The Five Solas - Sola Fide "A Portrait of Faith"
The aim of our Reformation series this year is not only designed to underscore the significance of our heritage but also to remind us of the basics of our faith. Chad set up the “solas” series beautifully with an introductory sermon on “The Heart of The Reformation” from Romans 1:16-17. He then went on to preach the first two solas.
The Five Solas are five Latin phrases that emerged during the Reformation to summarize the Reformers’ theological convictions about the essentials of Christianity. The Five Solas are:
1. Sola Scriptura (“Scripture alone”): The Bible alone is our highest authority.
2. Sola Gratia (“grace alone”): We are saved by the grace of God alone.
3. Sola Fide (“faith alone”): We are saved through faith alone in Jesus Christ.
4. Solus Christus (“Christ alone”): Jesus Christ alone is our Lord, Savior, and King.
5. Soli Deo Gloria (“to the glory of God alone”): We live for the glory of God alone.
As we consider “faith alone” this Lord’s Day, the great question that confronts us all is: how can a holy and righteous God ever be reconciled to unholy and unrighteous sinners? More specifically, how can I ever be put right with God? How can the holy One who inhabits eternity ever be righteously reconciled to me, a judgment-deserving sinner? That really is the issue. And that’s the issue that takes us to the very heart of the revelation of the gospel of our Lord Jesus Christ.
The righteousness we so desperately need is provided by the very God we have offended: "but now a righteousness of God apart from law has been made known" (Rom 3:21). "Cursed is everyone", says Paul to the Galatians, "who does not do everything written in the book of God’s law". That’s our standing and our state before God. The law humbles us, it crushes us. But now a righteousness of God apart from law has been revealed. This righteousness becomes operative in our lives through faith in Jesus Christ (see Rom. 3:22). Paul then highlights that this righteousness is the gift of God’s grace (Rom. 3:24). In other words, it is not your faith that justifies. Faith is the empty hand that receives God’s gift of justifying righteousness. And even the faith with which we believe in the Lord Jesus Christ is God’s gracious gift to us in His mercy. (The classic passage for understanding this truth is Romans 3:21-30.)

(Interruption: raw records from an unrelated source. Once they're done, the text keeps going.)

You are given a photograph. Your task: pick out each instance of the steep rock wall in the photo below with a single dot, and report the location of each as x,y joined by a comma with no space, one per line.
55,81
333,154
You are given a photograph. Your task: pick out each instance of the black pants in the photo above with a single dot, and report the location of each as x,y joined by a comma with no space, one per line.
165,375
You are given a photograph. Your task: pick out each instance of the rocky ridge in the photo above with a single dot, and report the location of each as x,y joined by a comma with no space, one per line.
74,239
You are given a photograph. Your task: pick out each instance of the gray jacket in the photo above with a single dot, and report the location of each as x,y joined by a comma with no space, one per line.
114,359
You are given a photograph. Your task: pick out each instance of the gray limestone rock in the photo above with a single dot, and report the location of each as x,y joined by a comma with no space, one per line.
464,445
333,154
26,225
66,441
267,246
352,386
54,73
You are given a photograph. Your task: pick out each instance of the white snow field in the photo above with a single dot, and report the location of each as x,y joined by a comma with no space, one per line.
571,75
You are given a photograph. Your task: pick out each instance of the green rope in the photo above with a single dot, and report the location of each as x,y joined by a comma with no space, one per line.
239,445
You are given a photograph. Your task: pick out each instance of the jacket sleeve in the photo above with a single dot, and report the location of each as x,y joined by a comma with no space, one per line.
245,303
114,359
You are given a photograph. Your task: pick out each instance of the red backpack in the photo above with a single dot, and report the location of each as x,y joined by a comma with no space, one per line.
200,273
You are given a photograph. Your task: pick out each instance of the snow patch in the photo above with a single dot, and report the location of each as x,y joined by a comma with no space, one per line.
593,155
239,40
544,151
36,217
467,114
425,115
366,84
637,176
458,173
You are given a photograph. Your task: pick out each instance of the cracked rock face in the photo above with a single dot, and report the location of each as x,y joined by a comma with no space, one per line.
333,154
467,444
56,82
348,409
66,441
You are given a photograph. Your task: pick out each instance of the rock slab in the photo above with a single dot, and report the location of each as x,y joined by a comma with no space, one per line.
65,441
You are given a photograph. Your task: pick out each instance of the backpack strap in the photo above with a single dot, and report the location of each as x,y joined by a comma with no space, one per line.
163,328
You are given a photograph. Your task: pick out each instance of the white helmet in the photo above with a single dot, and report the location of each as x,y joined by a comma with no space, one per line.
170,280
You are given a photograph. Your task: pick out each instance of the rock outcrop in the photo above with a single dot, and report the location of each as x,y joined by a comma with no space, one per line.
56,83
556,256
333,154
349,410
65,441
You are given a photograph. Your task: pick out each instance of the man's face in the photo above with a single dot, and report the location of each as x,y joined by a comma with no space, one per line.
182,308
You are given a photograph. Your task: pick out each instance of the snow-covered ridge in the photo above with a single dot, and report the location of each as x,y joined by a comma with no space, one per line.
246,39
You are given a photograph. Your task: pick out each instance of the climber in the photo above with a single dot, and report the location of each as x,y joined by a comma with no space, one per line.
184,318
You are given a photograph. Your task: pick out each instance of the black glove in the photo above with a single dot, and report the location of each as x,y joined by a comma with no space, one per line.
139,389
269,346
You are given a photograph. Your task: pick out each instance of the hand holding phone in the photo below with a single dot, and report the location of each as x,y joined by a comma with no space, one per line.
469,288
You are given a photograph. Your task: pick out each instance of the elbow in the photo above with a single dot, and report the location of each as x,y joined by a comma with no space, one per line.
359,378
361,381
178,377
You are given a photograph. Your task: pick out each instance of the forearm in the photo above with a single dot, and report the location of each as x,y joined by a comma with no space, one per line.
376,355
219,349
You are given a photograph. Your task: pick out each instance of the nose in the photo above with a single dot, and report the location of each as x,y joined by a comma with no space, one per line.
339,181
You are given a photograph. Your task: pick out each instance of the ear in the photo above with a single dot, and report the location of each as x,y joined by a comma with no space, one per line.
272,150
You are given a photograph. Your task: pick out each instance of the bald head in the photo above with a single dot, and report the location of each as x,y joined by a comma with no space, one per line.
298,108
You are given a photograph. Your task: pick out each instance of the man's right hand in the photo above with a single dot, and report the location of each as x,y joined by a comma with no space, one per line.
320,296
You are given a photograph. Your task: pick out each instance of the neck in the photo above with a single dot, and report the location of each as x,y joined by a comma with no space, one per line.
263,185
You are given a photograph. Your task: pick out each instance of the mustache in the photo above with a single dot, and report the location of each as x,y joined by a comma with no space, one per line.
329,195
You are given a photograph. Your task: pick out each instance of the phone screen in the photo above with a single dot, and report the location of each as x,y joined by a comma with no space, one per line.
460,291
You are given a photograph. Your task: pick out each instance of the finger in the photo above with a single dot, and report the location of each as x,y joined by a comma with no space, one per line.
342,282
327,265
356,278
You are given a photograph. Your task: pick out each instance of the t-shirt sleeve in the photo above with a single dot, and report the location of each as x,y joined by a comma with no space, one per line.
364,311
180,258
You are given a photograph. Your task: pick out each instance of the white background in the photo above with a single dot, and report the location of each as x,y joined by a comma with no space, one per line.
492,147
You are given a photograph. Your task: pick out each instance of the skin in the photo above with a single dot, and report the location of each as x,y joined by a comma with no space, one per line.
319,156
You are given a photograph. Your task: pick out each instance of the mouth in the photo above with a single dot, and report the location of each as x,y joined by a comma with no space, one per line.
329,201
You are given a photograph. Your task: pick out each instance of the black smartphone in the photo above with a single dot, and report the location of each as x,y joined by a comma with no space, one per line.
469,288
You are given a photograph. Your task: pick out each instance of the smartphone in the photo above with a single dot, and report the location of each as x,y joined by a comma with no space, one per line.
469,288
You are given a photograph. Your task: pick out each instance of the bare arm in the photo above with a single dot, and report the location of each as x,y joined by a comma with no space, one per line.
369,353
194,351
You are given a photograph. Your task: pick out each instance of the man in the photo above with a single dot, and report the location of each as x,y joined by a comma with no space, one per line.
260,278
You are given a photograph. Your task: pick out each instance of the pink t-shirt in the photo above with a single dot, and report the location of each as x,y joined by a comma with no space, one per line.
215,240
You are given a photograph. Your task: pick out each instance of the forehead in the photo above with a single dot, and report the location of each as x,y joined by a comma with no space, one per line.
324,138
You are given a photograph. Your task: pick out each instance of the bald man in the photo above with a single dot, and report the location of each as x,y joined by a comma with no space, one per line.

Sola fide is the truth that the believer receives the redemption Christ has accomplished through faith and faith alone. Rather than trusting in ourselves, we trust in another: Jesus Christ. This Sunday we will look at a portrait of faith in the story of the Syrophoenician woman in Mark 7:24-30.
One of the great prayers of the English language is the prayer of access to the Lord’s Supper, written by Thomas Cranmer, in the first Book of Common Prayer; it’s based on this story in Mark, and over the centuries millions of people have prayed it:
We do not presume to come to this your table, merciful Lord, trusting in our own righteousness, but in your manifold and great mercies. We are not worthy so much as to gather up the crumbs under your table, but you are the same Lord whose property is always to have mercy.
Every time we pray this prayer, we are inviting you to step into this woman’s shoes and approach Jesus boldly, with humility, to take up both the offer of God’s infinite mercy. That is, to trust in Jesus Christ alone. I hope you can join us this Lord’s Day as we look at faith alone.